If an AI system works with a person across five songs, five drafts, five concepts, five product ideas, or five strategic documents, and then proposes a sixth idea that feels genuinely new, who created it?
The answer may not be simple.
It may be the AI.
It may be the human.
It may be the relationship.
It may be the accumulated pattern of prior attempts.
It may be the specificity of the ask.
It may be the feedback loop.
But even then, a deeper point remains: the hit is not born from output alone.
It is born from selection, shaping, conviction, and release.
Someone still has to say: this one.
Someone still has to decide that the work deserves more time, more risk, more refinement, or more protection. Someone still has to know when to stop. Someone still has to know when not to stop.
That is why Zelnick’s broader operating philosophy matters. His view is not just about creativity. It is about disciplined execution over long periods of time. It is about avoiding magical thinking. It is about knowing what you want with specificity, then making choices in service of that direction. It is about supporting talent, not merely controlling it.

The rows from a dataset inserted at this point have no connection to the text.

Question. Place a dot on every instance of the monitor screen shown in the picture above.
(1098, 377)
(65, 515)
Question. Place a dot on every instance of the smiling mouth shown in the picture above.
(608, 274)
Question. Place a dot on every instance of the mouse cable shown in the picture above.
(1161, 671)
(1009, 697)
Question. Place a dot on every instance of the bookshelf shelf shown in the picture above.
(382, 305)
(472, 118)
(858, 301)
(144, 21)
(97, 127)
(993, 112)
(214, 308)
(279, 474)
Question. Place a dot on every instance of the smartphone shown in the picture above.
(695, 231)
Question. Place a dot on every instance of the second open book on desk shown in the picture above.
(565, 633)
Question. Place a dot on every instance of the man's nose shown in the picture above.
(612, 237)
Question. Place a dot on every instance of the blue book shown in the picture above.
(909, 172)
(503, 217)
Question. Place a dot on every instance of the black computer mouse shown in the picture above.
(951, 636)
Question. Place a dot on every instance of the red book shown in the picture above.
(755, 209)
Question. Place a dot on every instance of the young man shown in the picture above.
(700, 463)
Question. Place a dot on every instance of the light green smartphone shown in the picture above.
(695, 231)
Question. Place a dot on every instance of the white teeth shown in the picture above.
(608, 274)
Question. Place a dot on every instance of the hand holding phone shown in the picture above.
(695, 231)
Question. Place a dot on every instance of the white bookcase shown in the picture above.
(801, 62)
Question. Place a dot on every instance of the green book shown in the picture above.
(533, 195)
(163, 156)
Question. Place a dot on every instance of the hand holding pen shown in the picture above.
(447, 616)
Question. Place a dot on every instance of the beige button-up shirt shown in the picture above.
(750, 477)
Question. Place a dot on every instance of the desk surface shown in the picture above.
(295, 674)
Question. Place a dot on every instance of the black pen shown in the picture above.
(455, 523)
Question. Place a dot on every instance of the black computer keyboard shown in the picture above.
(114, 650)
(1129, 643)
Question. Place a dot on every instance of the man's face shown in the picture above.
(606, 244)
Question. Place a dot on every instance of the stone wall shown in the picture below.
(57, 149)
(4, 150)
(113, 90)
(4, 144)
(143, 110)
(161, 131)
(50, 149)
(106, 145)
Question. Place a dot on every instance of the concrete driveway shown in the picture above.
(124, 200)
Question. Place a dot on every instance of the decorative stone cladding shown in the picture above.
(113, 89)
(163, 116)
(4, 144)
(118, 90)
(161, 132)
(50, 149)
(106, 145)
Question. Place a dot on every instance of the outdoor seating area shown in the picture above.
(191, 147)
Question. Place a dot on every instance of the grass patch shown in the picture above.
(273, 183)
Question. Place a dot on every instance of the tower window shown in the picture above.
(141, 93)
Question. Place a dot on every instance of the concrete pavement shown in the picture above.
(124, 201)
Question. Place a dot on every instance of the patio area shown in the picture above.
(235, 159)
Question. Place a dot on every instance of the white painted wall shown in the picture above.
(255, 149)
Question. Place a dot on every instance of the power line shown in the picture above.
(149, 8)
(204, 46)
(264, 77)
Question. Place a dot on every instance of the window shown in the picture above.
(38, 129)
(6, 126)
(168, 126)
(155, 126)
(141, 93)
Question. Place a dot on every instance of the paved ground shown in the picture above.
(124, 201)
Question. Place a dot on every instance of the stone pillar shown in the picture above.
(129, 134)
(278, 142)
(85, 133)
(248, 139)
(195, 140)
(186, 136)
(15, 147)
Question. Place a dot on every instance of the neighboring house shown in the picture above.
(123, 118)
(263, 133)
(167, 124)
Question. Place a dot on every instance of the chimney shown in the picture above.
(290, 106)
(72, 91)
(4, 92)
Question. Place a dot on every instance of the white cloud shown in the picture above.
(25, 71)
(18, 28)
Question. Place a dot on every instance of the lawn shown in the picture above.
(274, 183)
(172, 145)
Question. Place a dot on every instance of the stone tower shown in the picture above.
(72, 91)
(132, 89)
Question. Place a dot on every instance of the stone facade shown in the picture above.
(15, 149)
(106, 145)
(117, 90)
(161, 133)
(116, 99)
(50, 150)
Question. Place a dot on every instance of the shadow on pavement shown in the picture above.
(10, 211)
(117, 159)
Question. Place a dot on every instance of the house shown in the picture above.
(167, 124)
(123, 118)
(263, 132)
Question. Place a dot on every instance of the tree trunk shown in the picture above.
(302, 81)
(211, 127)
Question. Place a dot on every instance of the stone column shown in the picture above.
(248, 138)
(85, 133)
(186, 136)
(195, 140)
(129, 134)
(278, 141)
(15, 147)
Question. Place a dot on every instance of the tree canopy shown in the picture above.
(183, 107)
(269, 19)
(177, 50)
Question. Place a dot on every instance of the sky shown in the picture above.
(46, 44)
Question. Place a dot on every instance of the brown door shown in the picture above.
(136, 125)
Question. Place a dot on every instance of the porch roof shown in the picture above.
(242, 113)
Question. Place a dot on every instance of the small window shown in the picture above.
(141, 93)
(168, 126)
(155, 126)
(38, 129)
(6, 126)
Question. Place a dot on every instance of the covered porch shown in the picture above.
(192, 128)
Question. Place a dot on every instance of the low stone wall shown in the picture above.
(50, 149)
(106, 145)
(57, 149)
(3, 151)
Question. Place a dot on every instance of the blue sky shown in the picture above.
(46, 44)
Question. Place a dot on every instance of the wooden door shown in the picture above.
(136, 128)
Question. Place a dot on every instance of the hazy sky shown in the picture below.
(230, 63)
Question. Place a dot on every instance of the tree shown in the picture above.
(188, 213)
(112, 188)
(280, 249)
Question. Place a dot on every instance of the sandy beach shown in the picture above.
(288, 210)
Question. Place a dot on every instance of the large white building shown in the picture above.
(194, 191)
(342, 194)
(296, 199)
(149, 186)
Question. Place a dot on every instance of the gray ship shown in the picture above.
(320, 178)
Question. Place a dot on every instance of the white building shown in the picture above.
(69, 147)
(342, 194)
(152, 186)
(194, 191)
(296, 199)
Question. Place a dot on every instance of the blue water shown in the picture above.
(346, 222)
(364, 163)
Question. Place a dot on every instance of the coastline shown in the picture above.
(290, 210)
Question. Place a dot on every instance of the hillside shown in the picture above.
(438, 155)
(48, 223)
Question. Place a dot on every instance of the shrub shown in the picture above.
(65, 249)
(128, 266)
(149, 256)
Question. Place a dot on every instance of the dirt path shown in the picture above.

It is about recognizing that culture and character are tested when conditions are difficult, not when the hit has already landed.
That is also a useful way to think about AI.
AI does not remove the need for specificity. It increases the value of specificity.
A vague prompt produces noise.
A specific intention creates direction.
A serious operator uses the tool in service of a larger aim.
This is why the AI conversation should not be reduced to replacement.
The more interesting question is amplification:
What happens when serious people gain better tools?
What happens when a strategist can test more ideas?
When a designer can explore more variations?
When a writer can sharpen more drafts?
When a project leader can model more scenarios?
When a technical team can move faster through routine work and spend more time on judgment?
The answer is not automatic greatness.
But the ceiling changes.
AI can expand the creative workspace. It can increase the number of attempts. It can shorten the distance between intuition and prototype. It can help reveal patterns. It can create assets faster than before.
But the operator still has to decide what belongs. That may be the future distinction. The future distinction may not be a binary one.
It may be about the relationship between human judgment and machine capability.
Between creative instinct and technical acceleration.
Between generating more possibilities and knowing which ones are worth shaping.
The more useful distinction may be this:
Asset creation is becoming easier. Meaningful creation is not.
And perhaps that is why forward-looking creativity will matter even more in the age of AI, not less.
As tools become more powerful, judgment becomes more important. As production becomes faster, taste becomes more visible. As content becomes more abundant, resonance becomes harder to fake.
The question is no longer whether AI can help us make things. It can.
The more important question is whether we still know what is worth making, shaping, and releasing into the world. That is where creativity remains forward-looking.
And that is where the human operator still matters.